Last week, I finished implementing the functions for calculating precision and recall values of judge scores. The final set of calculation that I need to implement is the regression of judge scores on categorical factors.
- First, I grouped up the judge scores according to venue, year, and judge_id. After grouping, each group would look something like this
venue_id, year, judge_id, category_id, instrument_id, performance_id, absolute_score Penang, 2018, Judge-2, Under-12, Violin, 1, 80 Penang, 2018, Judge-2, Under-12, Violin, 2, 77 Penang, 2018, Judge-2, Young-Artiste, Cello, 3, 83 ...
- For each group, I perform two sets of regressions:
- regress on absolute_score using category_id as categorical predictor
- regress on absolute_score using instrument_id as categorical predictor
- The result of each of these regressions can be summarized in a table such as this (from R)
Call: lm(formula = absolute_score ~ instruments_id, data = data.raw.judge2) Residuals: Min 1Q Median 3Q Max -22.4426 -6.4426 0.5574 5.5574 15.5574 Coefficients: Estimate Std. Error t value Pr(>|t|) (Intercept) 77.667 4.659 16.670 <2e-16 *** instruments_id2 -5.224 4.772 -1.095 0.2779 instruments_id3 -3.667 9.318 -0.393 0.6953 instruments_id4 -16.667 9.318 -1.789 0.0786 . --- Signif. codes: 0 '***' 0.001 '**' 0.01 '*' 0.05 '.' 0.1 ' ' 1 Residual standard error: 8.07 on 62 degrees of freedom Multiple R-squared: 0.05049, Adjusted R-squared: 0.00455 F-statistic: 1.099 on 3 and 62 DF, p-value: 0.3564
- Intercept is strongly significant, but this is not a useful information because it just means that the absolute_scores are significantly different from 0.
- The coefficient for instrument_id = 4 is midly significant. This is more interesting, because it would suggest that the absolute_scores awarded when instruments_id != 4 is significantly different from the absolute_scores awarded when instruments_id == 4. In this case, the estimated coefficient is -16.667, which means that absolute_scores awarded when instruments_id == 4 is significantly lower than absolute_scores awarded when instruments_id != 4.
- The adjusted R-squared of this regression model, 0.00455 is very low, which means that the model does not explain most of the variance in the dataset. But this is expected, because we know that absolute_scores are assigned by human judges. We cannot expect such a simplistic model to be able to predict human behavior. However, it is still useful to know which predictors are significant.

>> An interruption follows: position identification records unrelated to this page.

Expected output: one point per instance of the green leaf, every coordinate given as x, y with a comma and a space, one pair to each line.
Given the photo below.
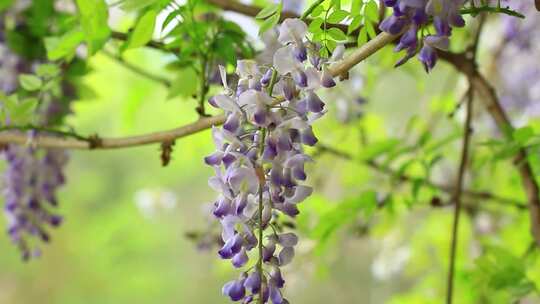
144, 30
48, 70
336, 4
355, 24
356, 6
269, 23
94, 17
317, 11
362, 36
372, 11
268, 11
185, 85
134, 5
344, 213
522, 135
378, 148
64, 46
170, 18
21, 111
337, 16
30, 82
370, 29
315, 25
337, 34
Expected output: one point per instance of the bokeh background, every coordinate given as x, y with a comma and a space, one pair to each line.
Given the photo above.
126, 238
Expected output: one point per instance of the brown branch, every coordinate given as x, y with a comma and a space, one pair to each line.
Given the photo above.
494, 108
44, 140
457, 195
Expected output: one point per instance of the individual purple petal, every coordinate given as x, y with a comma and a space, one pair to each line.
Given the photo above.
268, 251
275, 295
214, 159
235, 290
428, 57
288, 239
327, 79
290, 209
315, 104
308, 137
222, 207
285, 256
232, 123
300, 78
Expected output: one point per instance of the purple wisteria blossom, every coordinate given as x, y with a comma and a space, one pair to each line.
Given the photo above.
412, 16
260, 162
518, 79
31, 180
32, 176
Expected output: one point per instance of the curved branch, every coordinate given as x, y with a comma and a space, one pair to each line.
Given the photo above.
49, 141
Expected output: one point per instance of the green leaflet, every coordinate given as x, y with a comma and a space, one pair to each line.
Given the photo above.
94, 17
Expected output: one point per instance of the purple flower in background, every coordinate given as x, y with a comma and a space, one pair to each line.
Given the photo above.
518, 79
259, 159
415, 15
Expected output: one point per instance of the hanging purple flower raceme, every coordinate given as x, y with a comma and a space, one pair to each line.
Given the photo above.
412, 16
259, 161
31, 180
32, 176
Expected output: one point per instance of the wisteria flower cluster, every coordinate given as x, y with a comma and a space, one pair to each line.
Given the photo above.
413, 16
259, 162
32, 176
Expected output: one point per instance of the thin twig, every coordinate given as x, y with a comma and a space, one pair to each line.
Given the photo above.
42, 140
457, 195
470, 194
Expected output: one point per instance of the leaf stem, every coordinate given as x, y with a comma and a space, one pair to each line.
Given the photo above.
457, 196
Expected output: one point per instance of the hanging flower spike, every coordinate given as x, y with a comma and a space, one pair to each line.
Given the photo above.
259, 161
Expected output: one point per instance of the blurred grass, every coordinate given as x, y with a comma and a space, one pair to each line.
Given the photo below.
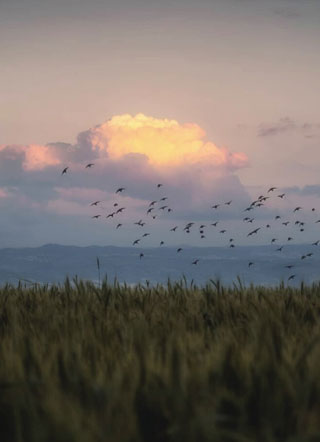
167, 363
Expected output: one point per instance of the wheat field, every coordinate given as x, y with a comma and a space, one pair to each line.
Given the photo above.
80, 363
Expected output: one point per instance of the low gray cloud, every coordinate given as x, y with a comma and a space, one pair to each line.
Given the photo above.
288, 125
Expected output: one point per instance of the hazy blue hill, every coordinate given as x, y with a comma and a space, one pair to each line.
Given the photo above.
51, 263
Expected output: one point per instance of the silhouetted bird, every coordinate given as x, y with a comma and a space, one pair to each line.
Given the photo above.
255, 231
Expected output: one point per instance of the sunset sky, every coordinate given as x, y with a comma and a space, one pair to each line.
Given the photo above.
217, 99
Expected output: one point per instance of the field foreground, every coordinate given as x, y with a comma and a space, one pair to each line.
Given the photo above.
169, 363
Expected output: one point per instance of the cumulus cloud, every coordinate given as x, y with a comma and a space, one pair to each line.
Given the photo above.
131, 151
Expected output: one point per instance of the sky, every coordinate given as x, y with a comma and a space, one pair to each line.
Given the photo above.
217, 99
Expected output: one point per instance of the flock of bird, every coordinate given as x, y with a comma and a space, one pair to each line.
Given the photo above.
160, 204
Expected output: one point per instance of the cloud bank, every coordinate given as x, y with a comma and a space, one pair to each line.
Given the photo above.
135, 152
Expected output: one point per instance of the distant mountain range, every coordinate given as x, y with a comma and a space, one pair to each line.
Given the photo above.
51, 263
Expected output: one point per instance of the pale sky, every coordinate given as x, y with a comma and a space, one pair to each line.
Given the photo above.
245, 72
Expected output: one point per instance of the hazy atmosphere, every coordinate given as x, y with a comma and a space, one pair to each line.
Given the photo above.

In my implementation, I used
RInsidelibrary, which allows me to call the
lm function in R using C++ wrapper classes provided by the library. Dr Shawn reminded me to be careful when writing my code to make sure that it is not vulnerable to R-injections. To achieve this, I made use of containers provided by the library such as
Rcpp::NumericMatrix containers to pass numeric data from C++ to R instead of passing them directly as a
std::string. The results of a regression a are stored in the database compactly as a JSON string, since it would not be really useful to split the p-values into separate fields.
After finished implementing the regression procedure, I spent some time to modify (again..) my admin-import-tsv function in CAS. My previous implementation could not support incremental import. Normally, if I only exported all tables in CMS database and import those tables into CAS, incremental import would not be difficult. All I needed to do is identify a natural primary key for each table (nric for players, guid for performances, instrument_name for instruments… ) and then I would be able to check whether a record already exists in the current CAS database during the import procedure. The algorithm was slighted more complicated because I was also exporting an additional table (computed) absolutescores from CMS which consist of foreign keys to other tables (in CMS). So, in my new implementation, I had to first map out the relationships between the CMS tables (in tsv) and the absolutescores table.